A *bramble* in a graph $G$ is a set of connected subgraphs $H_1, \dots, H_m$ such that for every $i, j$, either $H_i$ intersects $H_j$ in a vertex, or there exists an edge of $G$ with one end in $V(H_i)$ and one end in $V(H_j)$. The *order* of the bramble is the minimum $|X|$ such that $X \subseteq V(G)$ and $X \cap V(H_i) \neq \emptyset$ for all $i$. The *bramble number* of $G$ is the maximum order of a bramble in $G$. Denote it $Br(G)$.

Say a *strict bramble* in a graph $G$ is a set of connected subgraphs $H_1, \dots, H_m$ such that for all $i, j$, $H_i$ intersects $H_j$ in a vertex. Definite analogously the order of a strict bramble and the strict bramble number of a graph, and denote the strict bramble number by $sBr(G)$.
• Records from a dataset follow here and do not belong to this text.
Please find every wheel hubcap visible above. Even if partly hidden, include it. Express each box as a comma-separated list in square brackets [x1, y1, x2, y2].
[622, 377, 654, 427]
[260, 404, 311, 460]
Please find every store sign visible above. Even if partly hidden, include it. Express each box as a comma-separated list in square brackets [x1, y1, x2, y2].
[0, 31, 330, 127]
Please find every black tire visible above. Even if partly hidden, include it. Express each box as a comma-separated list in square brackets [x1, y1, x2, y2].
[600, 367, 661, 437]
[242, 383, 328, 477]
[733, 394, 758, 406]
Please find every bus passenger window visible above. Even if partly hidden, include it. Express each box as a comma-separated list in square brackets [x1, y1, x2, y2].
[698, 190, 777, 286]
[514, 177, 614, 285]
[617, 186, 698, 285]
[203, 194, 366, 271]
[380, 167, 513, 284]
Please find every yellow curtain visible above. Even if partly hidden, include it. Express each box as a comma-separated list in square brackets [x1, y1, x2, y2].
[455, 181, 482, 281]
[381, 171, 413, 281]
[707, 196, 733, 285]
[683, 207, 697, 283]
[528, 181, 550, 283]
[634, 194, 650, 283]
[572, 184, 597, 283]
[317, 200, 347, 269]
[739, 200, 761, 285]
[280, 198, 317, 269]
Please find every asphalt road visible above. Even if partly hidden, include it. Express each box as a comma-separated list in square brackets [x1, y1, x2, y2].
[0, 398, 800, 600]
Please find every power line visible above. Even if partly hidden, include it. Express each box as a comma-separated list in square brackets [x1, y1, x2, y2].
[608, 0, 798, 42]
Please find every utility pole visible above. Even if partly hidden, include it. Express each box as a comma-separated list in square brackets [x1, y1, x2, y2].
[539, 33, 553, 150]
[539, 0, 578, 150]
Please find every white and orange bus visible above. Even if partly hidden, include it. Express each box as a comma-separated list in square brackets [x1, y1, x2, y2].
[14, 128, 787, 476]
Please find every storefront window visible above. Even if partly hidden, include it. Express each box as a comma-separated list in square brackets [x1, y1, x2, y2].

Clearly, the bramble number is at least the strict bramble number. They also won't be equal in general. For example, in $K_t$, the bramble number is $t$, but the strict bramble number will be essentially $t/2$.

Is this tight? Is it true that $sBr(G) \ge Br(G)/2$? The grid theorem implies that there is a function $f$ such that the $sBr(G) \ge f(Br(G))$, but it might be true as well with a linear function.